Jubilee stared at him, blindsided for a moment. She opened her mouth to reply and then closed it firmly. It wasn't the kind of statement that a snippy answer would suit. Sitting back, she thought about it, realising that she really didn't have an answer. For the first time in her life, she found herself at a loss for words.
"Don't know how to answer that." she said finally.
"Karma is having your cake and eating it, too. But in a very masochistic sort of way." Nathan set the lists back down, not turning to the other two. Not yet - maybe not today, period. "So what's the fundamental mistake behind all of the mistakes on this list?"
"Reacting." Jubilee replied, having had a long time to think about it while they talked. "Not stepping back and learning something about the situation before I put my boot in.
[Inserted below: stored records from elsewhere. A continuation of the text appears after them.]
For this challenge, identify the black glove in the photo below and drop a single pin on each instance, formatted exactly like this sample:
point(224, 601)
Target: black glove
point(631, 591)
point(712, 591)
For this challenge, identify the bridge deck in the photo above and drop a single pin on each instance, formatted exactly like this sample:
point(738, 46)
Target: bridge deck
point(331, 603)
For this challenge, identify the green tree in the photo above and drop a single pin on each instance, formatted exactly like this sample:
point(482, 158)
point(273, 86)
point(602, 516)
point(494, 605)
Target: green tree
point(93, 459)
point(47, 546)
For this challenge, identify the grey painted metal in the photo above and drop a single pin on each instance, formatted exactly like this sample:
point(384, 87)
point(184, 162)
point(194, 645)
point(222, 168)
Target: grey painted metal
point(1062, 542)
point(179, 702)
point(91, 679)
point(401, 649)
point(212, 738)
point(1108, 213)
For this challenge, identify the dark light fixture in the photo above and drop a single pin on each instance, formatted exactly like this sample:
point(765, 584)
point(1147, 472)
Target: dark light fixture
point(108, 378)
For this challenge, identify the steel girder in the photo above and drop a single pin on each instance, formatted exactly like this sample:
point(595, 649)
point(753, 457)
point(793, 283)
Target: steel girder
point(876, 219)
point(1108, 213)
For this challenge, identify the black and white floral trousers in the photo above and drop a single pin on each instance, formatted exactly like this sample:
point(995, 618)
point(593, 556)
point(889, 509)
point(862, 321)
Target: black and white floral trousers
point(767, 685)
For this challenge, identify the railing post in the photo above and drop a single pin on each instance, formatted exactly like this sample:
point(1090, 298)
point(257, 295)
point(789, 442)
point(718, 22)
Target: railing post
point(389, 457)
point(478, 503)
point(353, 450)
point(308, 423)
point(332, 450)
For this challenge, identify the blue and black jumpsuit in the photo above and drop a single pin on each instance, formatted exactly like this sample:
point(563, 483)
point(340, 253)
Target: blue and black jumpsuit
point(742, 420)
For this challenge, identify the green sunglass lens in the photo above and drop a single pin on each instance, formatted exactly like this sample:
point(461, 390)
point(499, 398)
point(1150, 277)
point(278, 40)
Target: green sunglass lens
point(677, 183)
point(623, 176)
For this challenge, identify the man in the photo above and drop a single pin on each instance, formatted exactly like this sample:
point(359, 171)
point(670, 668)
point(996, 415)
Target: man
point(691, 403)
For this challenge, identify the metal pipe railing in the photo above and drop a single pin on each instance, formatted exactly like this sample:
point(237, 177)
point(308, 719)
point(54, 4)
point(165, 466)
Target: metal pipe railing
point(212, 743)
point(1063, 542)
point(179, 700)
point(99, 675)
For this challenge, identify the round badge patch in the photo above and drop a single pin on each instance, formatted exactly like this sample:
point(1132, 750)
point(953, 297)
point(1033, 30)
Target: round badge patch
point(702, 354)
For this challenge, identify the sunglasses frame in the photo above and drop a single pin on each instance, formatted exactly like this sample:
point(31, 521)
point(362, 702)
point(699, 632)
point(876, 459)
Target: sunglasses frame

So, I guess impulsiveness is the best word for it, with a complete lack of understanding of the bigger picture thrown in."
"Doing things on impulse isn't always a bad thing," Nathan pointed out. "There are a lot of things I do that have to be on impulse. Impulse can save your life. But only if it's trained, Jubilee." He regarded her somberly. "Yours are not. On top of that, you've got this elaborate self-defensive set of thought patterns built up around the impulsive behavior to shift responsibility away from yourself."
She nodded, expression thoughtful. "So, first step is accepting responsibility then? With, you know, hopefully not getting into the shit in the first place along with that."
"That's a first step, yes." Nathan paused for a moment. "I don't consider myself any less responsible for what I did while I was working for my former employers simply because I was brainwashed," he said steadily. "I still pulled the trigger, or set off the bomb, or whatever... it doesn't matter why, or what I was or wasn't thinking. The only thing that matters is what happened. My finger on the trigger. What is, is."
"I took away everything he was, and everything he ever would be." Jubilee said, remembering an old movie. "How do you deal with that? I feel like every time I try and think my way through it, it comes back to how I feel and that seems kinda selfish. I'm not the one that's dead, ya know?"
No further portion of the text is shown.